You should pick up the phone whenever you are getting angry, upset, when the situation is getting too complicated, when the exchange has been going on too long (long lines of “re:s” piling up in the subject line), when you want to talk to someone about the way that person is emailing (email etiquette errors are best gently corrected on the phone or in person), and when you just want the pleasure of hearing someone’s voice!
Why are people still forwarding me those things about making money or the stupidest flash animations? What’s the best way to educate these people as they usually tend to be less tech-savvy and newer to email?

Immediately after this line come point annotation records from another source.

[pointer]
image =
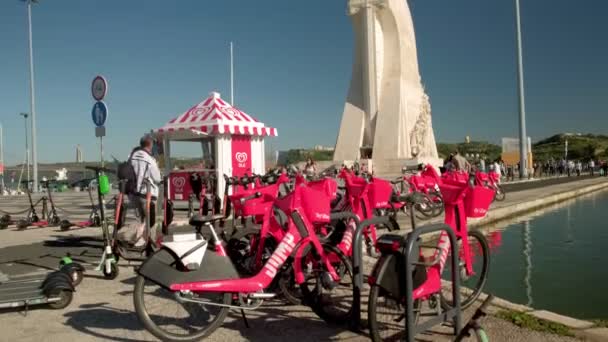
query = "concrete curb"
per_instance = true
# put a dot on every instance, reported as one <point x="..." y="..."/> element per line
<point x="506" y="212"/>
<point x="582" y="329"/>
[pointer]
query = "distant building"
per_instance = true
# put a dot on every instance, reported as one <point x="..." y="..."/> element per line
<point x="78" y="154"/>
<point x="322" y="148"/>
<point x="510" y="151"/>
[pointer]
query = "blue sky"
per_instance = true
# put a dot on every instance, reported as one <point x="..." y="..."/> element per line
<point x="293" y="64"/>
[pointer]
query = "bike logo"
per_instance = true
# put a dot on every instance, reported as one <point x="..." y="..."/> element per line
<point x="241" y="158"/>
<point x="480" y="211"/>
<point x="322" y="216"/>
<point x="200" y="111"/>
<point x="178" y="183"/>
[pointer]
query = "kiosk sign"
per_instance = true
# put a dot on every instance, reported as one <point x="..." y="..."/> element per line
<point x="99" y="88"/>
<point x="241" y="155"/>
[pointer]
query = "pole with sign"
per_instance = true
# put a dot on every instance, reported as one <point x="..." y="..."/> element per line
<point x="99" y="113"/>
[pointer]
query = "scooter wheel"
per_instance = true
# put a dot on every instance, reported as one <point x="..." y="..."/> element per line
<point x="65" y="298"/>
<point x="65" y="225"/>
<point x="113" y="272"/>
<point x="55" y="221"/>
<point x="76" y="277"/>
<point x="22" y="224"/>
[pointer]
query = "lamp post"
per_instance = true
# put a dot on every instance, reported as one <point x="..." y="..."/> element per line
<point x="523" y="140"/>
<point x="27" y="150"/>
<point x="1" y="160"/>
<point x="32" y="95"/>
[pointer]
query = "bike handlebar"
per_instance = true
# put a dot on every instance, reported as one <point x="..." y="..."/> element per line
<point x="482" y="309"/>
<point x="99" y="169"/>
<point x="250" y="197"/>
<point x="411" y="198"/>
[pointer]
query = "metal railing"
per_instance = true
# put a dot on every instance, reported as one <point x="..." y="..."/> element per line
<point x="410" y="257"/>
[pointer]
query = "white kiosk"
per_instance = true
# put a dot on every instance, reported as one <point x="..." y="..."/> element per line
<point x="232" y="143"/>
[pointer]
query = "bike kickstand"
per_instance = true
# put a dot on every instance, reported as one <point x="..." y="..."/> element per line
<point x="245" y="318"/>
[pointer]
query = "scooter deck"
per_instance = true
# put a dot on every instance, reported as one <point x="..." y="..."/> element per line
<point x="23" y="291"/>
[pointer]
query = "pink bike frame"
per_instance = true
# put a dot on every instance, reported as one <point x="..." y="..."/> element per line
<point x="456" y="218"/>
<point x="292" y="242"/>
<point x="358" y="203"/>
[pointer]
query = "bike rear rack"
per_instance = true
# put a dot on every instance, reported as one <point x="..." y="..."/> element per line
<point x="410" y="239"/>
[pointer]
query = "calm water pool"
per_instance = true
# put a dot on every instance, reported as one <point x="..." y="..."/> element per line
<point x="556" y="260"/>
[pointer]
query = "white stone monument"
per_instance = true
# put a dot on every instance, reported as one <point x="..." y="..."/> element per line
<point x="387" y="112"/>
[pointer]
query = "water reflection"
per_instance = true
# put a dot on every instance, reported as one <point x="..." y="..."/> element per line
<point x="528" y="261"/>
<point x="562" y="240"/>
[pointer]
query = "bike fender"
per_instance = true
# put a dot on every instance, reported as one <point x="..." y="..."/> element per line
<point x="389" y="274"/>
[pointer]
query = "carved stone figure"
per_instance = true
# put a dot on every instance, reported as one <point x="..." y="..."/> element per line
<point x="386" y="108"/>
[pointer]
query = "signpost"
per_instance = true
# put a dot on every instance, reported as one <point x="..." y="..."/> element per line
<point x="99" y="88"/>
<point x="99" y="113"/>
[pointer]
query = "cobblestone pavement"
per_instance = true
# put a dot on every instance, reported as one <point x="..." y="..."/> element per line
<point x="102" y="310"/>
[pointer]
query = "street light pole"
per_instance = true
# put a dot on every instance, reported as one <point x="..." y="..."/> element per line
<point x="27" y="150"/>
<point x="32" y="95"/>
<point x="2" y="160"/>
<point x="523" y="139"/>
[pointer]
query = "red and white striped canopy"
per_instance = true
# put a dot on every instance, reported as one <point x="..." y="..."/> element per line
<point x="215" y="116"/>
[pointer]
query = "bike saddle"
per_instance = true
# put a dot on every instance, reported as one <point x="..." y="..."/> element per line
<point x="411" y="198"/>
<point x="199" y="220"/>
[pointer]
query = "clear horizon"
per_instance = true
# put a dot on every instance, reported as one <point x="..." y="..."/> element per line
<point x="292" y="72"/>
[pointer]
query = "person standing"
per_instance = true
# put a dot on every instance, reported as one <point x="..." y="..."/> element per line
<point x="148" y="178"/>
<point x="310" y="169"/>
<point x="461" y="163"/>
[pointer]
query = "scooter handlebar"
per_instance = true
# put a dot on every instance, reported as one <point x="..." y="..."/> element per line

The best way to educate people about what NOT to send you is to do it in person when you next see them. Just a quick, “Hey, I love hearing from you but I get so much email and have such limited storage that I’m asking all my pals not to send me forwards or large files I haven’t requested or emails with flash animations and all that kind of stuff. If you have cool things on the computer you want to show me, can you save them and invite me over for a drink and then we can look at them together?” But if you can’t do that, you can get the sentiment across in an email. Just be gentle. Oh, and if these are coming from an elderly relative who might be offended? Our advice: Just keep getting them and keep your mouth shut. Life’s too short to make a big deal of such things.
How do we find the right medium between a short, quick un-explanatory email and those drawn-out, I-don’t-even-want-to-read-this-anymore novels in our mailboxes?
Basically, we believe that there’s always time to be cheerful. (Even a quick “Greetings!” makes a peremptory email into a pleasant one). But also that keeping the “Sent from Handheld” and adding “Please excuse terseness and typos” or the like helps if you write really short ones from your iPhone or Blackberry. As for really long ones—if you must, you just need to remember to break them into lots of paragraphs, put a summary or your most important point right up top, and leave lots of white space. And you also need to remember how many people read email on handhelds. So if you have a long one you must send, send it from 9-5pm when there’s greatest likelihood someone will be looking at it on a desktop. In general, though, less is more.
You discuss how email demands that we figure out who we are in relationship to the person we’re writing due to the challenge of conveying tone. How do you go about this? What’s the best, most efficient way to convey tone?
Tone is everything and is conveyed by everything: Evan or Mr. Orensten. Hi or Hey or Dear. Proper spelling and punctuation or lax and sloppy. Sincerely or xoxo. Will Schwalbe or Will at the bottom. Contractions or none.
We have a ton in the book about tone. Our best advice: start one level of formality above where you think you should be and immediately mirror in all respects the response you get back. Also, we love exclamation marks and emoticons (in relatively informal exchanges) as instant ways to add cheerful tone.
Some email applications contain stationary like features. Do you think we are heading in a more design heavy, customizable email platform or are we going to stick to this super simple quick word platform? What does the future hold for email?
Every attempt at stationary we’ve seen—wallpaper, odd fonts—makes email more difficult to read and more annoying. We think Times New Roman or Arial, plain black, no background, will be the way to go for some time. And whatever the future holds, we will always have need of some form of written communication; so we think the rules we lay out in our book, and the things we want people to consider, will apply for a long time to come!